It’s a massive, massive operation keeping a side in operation – preparation began last September. Along with the coaches, 25 of last year’s players return to be joined by the brave 2009 rookies.

If in Cork, get down to Kennedy Park @ 10am on Sundays to get involved. There’s a place for everyone in the choir; that’s the great thing about this particular sport. Visit www.corkadmirals.net for more.

I toggged out last season and gave it a go for a piece I wrote for the Irish Examiner.

At 2pm, in the University of Limerick sports grounds the Cork Admirals – in their first title decider – will face the Limerick Vikings in The Shamrock Bowl XXI, the championship game of the ever-expanding Irish American Football League. But Pádraig Harrington will testify; he didn’t win the British Open in Carnoustie – he won it a long way from the cameras. So too, this modest victory tomorrow won’t be earned on a converted cricket ground – meticulously marked out to NCAA standards – in this league, and in this sport especially it seems, more than any other – it’s all about preparation.

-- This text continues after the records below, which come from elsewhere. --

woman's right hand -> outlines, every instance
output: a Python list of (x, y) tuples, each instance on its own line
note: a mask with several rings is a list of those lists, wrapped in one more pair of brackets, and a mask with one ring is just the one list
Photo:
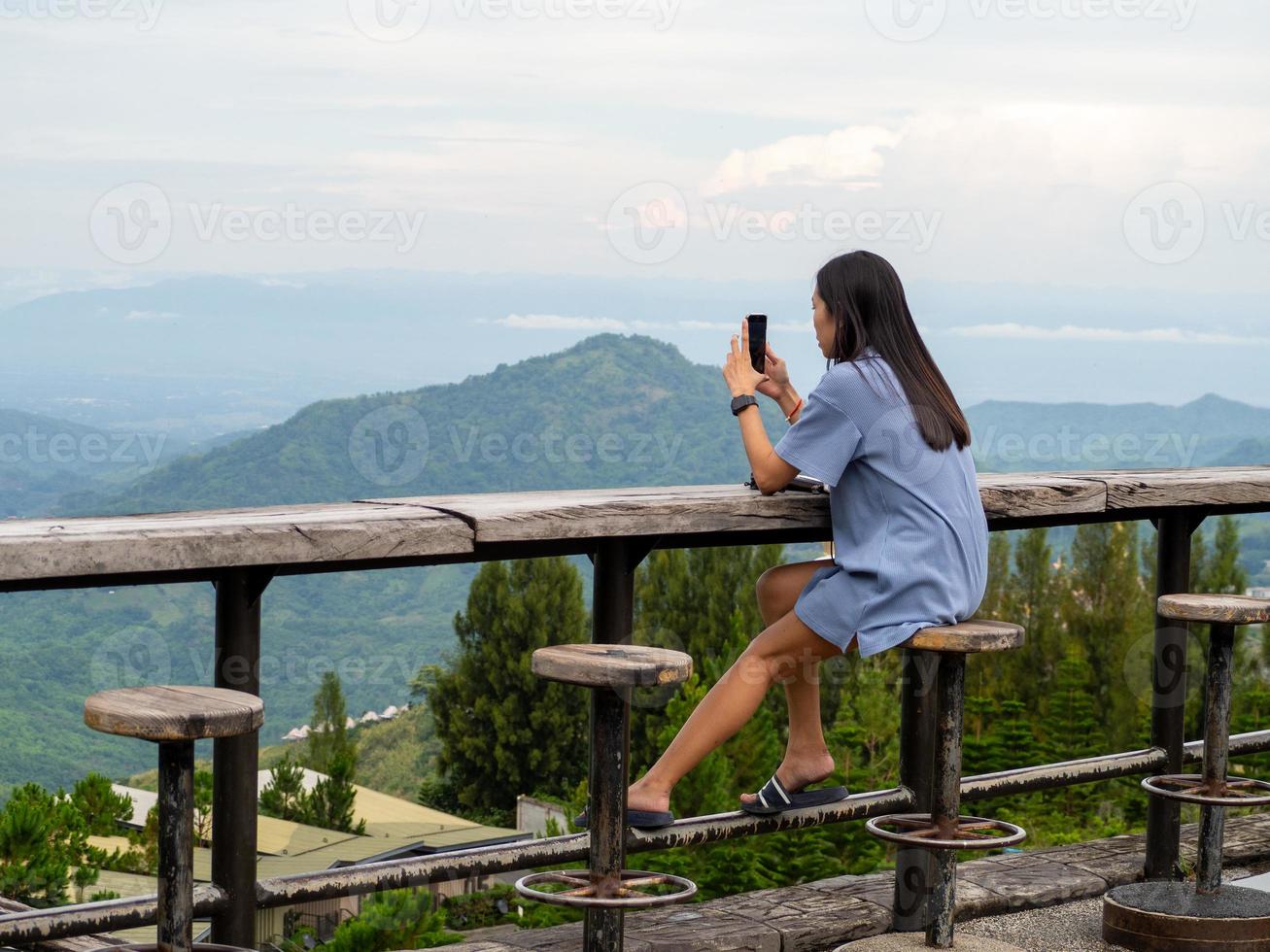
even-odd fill
[(775, 350), (772, 350), (771, 341), (767, 343), (767, 357), (763, 360), (763, 373), (767, 374), (767, 380), (754, 387), (754, 390), (779, 402), (790, 385), (790, 372), (785, 366), (785, 362), (776, 355)]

On a Sunday morning, with a bipolar weather forecast – one minute the skies greasing the pitch with spitting ran, the next offering warm, stuffy sunshine which streamed into a regulation but claustrophobic helmet, I joined the Admirals on one of their three ‘rookie’ mornings. I quickly realised it wasn’t going to be cheerleaders, celebratory robot-dances on the end-line after a touchdown and yet more cheerleaders.